Orca cared for by hundreds of volunteers and experts in bitter cold after becoming separated from its pod two weeks ago

Rescuers in New Zealand take care of baby orca Toa which became separate from its pod.

Guardian staff

Last modified on Sat 24 Jul 2021 21.14 EDT

An orphaned baby orca that captured the hearts of people across New Zealand has been farewelled at a special ceremony and taken away for burial, ending a desperate mission to reunite it with its pod.

The young calf, named Toa – which means brave or strong in Maori – was thought to be between two and six months old, and became stranded on rocks north of Wellington two weeks ago with minor injuries.

Since then, countless volunteers braved winter storms and cold water to keep it alive – bottle feeding it a special formula in a hastily built pool – while others searched for its family group.

However, Toa’s condition worsened quickly on Friday night and it died within an hour. Greg Norris, the father of teenager Ben Norris, who was first person to find Toa, told Stuff it was a “really emotional” night.

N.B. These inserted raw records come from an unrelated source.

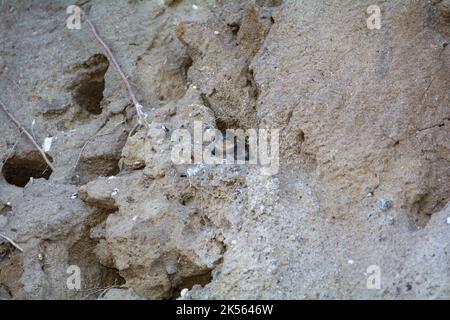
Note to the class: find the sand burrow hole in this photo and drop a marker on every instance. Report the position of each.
(19, 169)
(90, 83)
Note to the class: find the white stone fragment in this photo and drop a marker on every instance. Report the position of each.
(47, 145)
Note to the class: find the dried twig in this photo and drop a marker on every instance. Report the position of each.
(11, 241)
(139, 109)
(29, 136)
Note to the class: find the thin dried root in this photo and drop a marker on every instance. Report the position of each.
(11, 241)
(139, 110)
(29, 136)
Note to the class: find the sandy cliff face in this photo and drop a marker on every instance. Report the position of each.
(364, 172)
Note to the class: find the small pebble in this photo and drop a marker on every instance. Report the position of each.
(384, 204)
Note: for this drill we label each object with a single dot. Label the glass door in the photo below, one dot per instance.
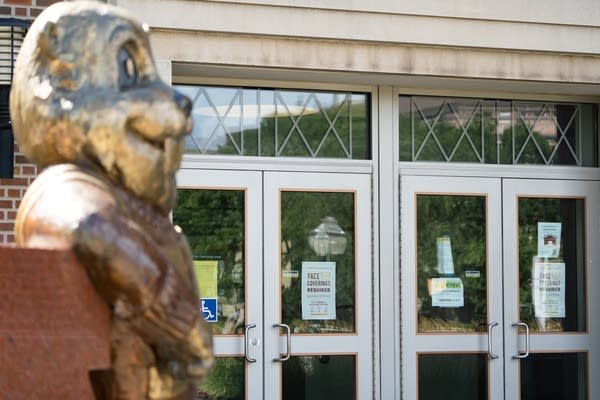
(498, 288)
(318, 275)
(284, 260)
(451, 288)
(220, 213)
(551, 297)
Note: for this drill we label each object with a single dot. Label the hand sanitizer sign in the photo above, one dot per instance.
(444, 255)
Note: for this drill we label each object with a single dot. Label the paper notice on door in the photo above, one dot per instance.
(206, 276)
(549, 239)
(318, 290)
(447, 292)
(549, 289)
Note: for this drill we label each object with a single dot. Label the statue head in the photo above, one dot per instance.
(86, 91)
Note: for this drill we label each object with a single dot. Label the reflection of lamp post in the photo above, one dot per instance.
(328, 238)
(12, 32)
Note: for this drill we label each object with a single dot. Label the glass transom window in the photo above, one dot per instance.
(278, 122)
(486, 131)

Toa the orca is monitored by a volunteer at Plimmerton Boating Club.

Ian Angus, marine species manager at the Department of Conservation (DoC), which has been leading the rescue attempts, said: “Toa passed quickly, surrounded by love with his last days made as comfortable as possible.

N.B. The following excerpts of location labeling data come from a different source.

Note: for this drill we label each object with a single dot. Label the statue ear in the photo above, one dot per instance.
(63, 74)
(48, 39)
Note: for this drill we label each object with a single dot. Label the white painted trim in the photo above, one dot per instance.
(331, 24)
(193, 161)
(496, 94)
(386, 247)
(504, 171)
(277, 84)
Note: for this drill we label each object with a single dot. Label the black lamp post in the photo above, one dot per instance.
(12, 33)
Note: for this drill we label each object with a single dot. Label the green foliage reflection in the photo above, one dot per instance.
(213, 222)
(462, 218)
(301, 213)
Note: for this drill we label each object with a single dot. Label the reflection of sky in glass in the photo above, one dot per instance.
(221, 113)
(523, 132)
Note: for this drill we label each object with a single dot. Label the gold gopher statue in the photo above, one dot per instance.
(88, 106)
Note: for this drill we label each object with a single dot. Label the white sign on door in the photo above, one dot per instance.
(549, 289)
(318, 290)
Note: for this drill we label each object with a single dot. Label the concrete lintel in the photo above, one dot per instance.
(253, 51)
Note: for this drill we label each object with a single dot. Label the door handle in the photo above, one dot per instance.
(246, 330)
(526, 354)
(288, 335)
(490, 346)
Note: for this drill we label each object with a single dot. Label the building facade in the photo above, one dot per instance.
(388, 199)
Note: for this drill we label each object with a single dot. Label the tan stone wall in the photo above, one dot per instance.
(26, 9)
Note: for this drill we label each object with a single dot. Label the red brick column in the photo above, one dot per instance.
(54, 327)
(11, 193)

He added: “It was not going to be easy to return Toa to his pod which could be anywhere around Aotearoa. It was our goal to return him to his natal pod, but sadly we were unsuccessful in achieving that objective. Nonetheless we can reflect on this and know this huge team of people gave it their best.”

On Saturday, dozens attended a dawn ceremony at Plimmerton Boating Club before Toa’s body was taken away for burial by the local iwi (tribe) Ngati Toa Rangatira. Authorities decided that Toa’s body would be treated with dignity, opting against an autopsy to understand the exact cause of death.

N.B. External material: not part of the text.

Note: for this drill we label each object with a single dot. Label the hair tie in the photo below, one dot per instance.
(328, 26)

Angus thanked the volunteers and staff, saying: “It’s been a long two weeks, sometimes working in cold water, very windy and wet weather. People out here at the site have been fantastic, people supporting the effort to find the pod behind the scenes all round New Zealand have been fantastic.

“The department can do nothing but thank everyone for the support and effort they’ve made. People here are very saddened, we all wanted a positive outcome.”

People help to feed Toa, the baby orca, at a specially built pool.

Toa became stranded after he strayed from his pod and too close the beach when a wave flipped him on his back and then onto the rocks, according to 17-year-old Ben Norris, one of the first to raise the alarm.

He told Stuff: “He was on his back, and then he was on the beach, wiggling his tail which was driving him further and further up. The rocks were cutting him up and the sound was like nothing you can imagine. His screams were hurting my ears.”

Since then, a cast of hundreds, including the DoC, dozens of whale experts and the local iwi, have been caring for Toa while the nationwide search for his pod continued.

Plimmerton resident Brianna Norris, 21, Ben’s sister, formed a special relationship with the calf. She said last week: “He is really affectionate and really gentle … One day with him would have been plenty.”